Alan de Botton’s Status Anxiety is part social criticism, part philosophical inquiry into “A worry, so pernicious as to be capable of ruining extended stretches of our lives, that we are in danger of failing to conform to the ideals of success laid down by our society and that we may as a result be stripped of dignity and respect; a worry that we are currently occupying too modest a rung or are about to fall to a lower one.” [1] This phenomenon is caused by our desire for love from others, our expectations in life, the myth of meritocracy, the social snobbery of the elite we admire, and our dependence of oft ignored factors such as luck, fickle talent, or the profitability of our employer. We allow these factors to determine our worth. What solutions might be available?

De Botton finds answers in philosophy, art, politics, religion, and bohemia. For example, many philosophers remind us that the views of others don’t matter if their opinion doesn’t match fact. So if a wealthy person tries to make you feel insignificant because you’re poor, philosophers remind you to rigorously challenge the idea that wealth is equal to worth. Likewise, art, like good novels, challenge our views of social hierarchy. Politics ask us to challenge the status quo. Religion can remind us that all humans are intrinsically worth respect and dignity. Bohemia, even when absurd, reminds us that we do not need many of the things society tells us we need to live “the good life.”
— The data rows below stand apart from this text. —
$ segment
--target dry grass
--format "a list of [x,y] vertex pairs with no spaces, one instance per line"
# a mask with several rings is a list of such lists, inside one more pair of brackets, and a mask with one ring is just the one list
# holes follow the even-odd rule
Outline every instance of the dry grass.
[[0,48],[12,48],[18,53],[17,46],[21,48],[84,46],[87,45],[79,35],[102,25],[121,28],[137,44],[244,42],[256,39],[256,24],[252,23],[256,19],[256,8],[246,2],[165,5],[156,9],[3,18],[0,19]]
De Botton’s book is exceptionally well-written, insightful, and challenging. Although he is an atheist philosopher—therefore we don’t share the same broad worldview—his insights may have been some of the most helpful I’ve received in a while inspiring me to live a more authentic Christianity where my self-worth is not found in those things society uses to measure us. Obviously, de Botton doesn’t outright advocate finding one’s worth in embracing the love of the Triune God, or pursuing the image of Christ rather than the “image” of a successful person, but the Christian who reads this book will find that many of de Botton’s insights transfer quite nicely toward Christian Spirituality and Discipleship (in fact, I’m presenting a paper on this very topic on Saturday, March 1st). I highly recommend Status Anxiety for anyone who has found themselves consumed or bothered by the need to “keep up with the Joneses” or “climb the corporate ladder”. It has been one of the most edifying, wise, enlightening books that I’ve read in a long time.